Климов тяжело, через силу улыбнулся.
— Видите, опять молчал… Думал: сам его найду, всё узнаю. Но не сумел. В квартире Ларионовых живут другие люди, ничего не знают. Мне знакомы кое-кто из бывших Ларочкиных одноклассников, но они сказали только, что Славка-рыжий вновь попал в тюрьму, а где сейчас — неизвестно. Вот я и решил к вам идти, просто вы меня опередили.
ГЛАВА 16
Несколько раз Климов повторил: «Вы как в воду глядели. Так точно описали тип знакомого, которого неприятно видеть. Это он, это точно он!» И на следующий день Викентий словно чувствовал на себе его неотступный взгляд — мрачный и возбуждённый. Поскольку Ларионов был осуждён и, похоже, неоднократно, получить о нём сведения не представлялось трудным. Майор сразу сделал запрос в информационный центр. Хотя, честно признаться, не верил он в месть отвергнутого жениха через много лет. Закоренелые преступники злопамятны, но это не тот случай. И если уж Ларионова в самом деле мучило желание расплатиться, то логично было бы убить Всеволода Климова, а не Ларису Тополёву. Однако, как поглядеть… Смерть Ларисы — самый тяжкий удар Всеволоду! Но уж слишком изощрённа такая месть. Однако, и что за тип Ларионов — тоже ведь неизвестно…
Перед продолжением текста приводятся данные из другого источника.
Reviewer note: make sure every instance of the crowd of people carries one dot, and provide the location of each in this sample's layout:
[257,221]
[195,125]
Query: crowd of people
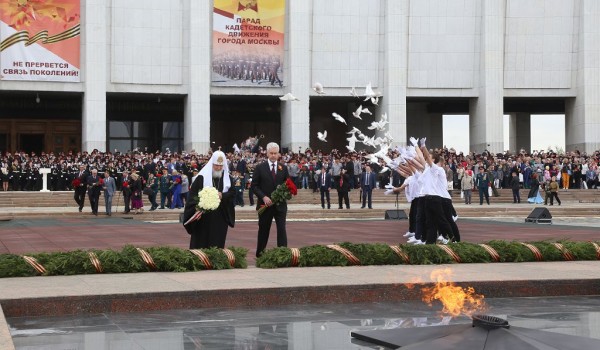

Вообщем, Кандауров сомневался и выстраивал гипотезы до тех пор, пока не получил ответ. Вячеслав Ларионов по кличке «Лис» отбывал наказание в северной колонии особо строгого режима. Попав под амнистию и вернувшись после короткой первой отсидки, он вновь стал работать в ресторане. Тюремная ли наука, озлоблённость или атмосфера торговой сети — что-то явно повлияло на него. И второй срок этот парень получил за крупные махинации с большими партиями дефицитных товаров. Дело было групповое, и сел он надолго. Читая подробности дела, Викентий только головой качал. Нынче подобные деяния назывались бизнесом и процветали сплошь и рядом. Вслух они не поощрялись, но власти словно наложили «вето» на неприкосновенность новоявленных бизнесменов. Кандауров прекрасно понимал: идёт сращивание структур власти и нарастающего капитала, корни которого почти всегда — из криминального прошлого. Он сочувствовал коллегам из отдела по борьбе с хищениями: тем из них, кто хотел работать честно, сейчас приходилось тяжелее всего. Отлавливать позволялось лишь мелкую сошку, да ещё прижимать буквой закона тех наивных бедолаг, кто, поверив властям, пытался с пустым карманом наладить малые производства, не подозревая, какие преграды, рогатки и ловушки уже расставлены на их пути.
Впрочем, для Кандаурова ничего не менялось: спекуляция, как была, так и осталась мерзостным занятием, как бы она не меняла названия… А Ларионов третий срок получил, не выходя из мест заключения: драка с поножовщиной. Только теперь он отбыл в более дальние и суровые места. Во всяком случае, к убийству Климовой этот человек не причастен. Викентия это радовало. Ему не хотелось думать, что тот, кто любил, мог убить. Тяжко допускать подобное. Да и Ларионов… Каким бы ни стал он сейчас, был когда-то, наверное, неплохим парнем. Иначе Лариса Тополёва, пусть даже и мимолётно, но не допускала бы мысли о замужестве с ним. Кто знает, что повлияло на парня? Торговая среда? Иногда запах гнили сладок и манящ… Или неудачная личная жизнь? В любом случае, Ларионов, как бы ни был он плох теперь, не убийца.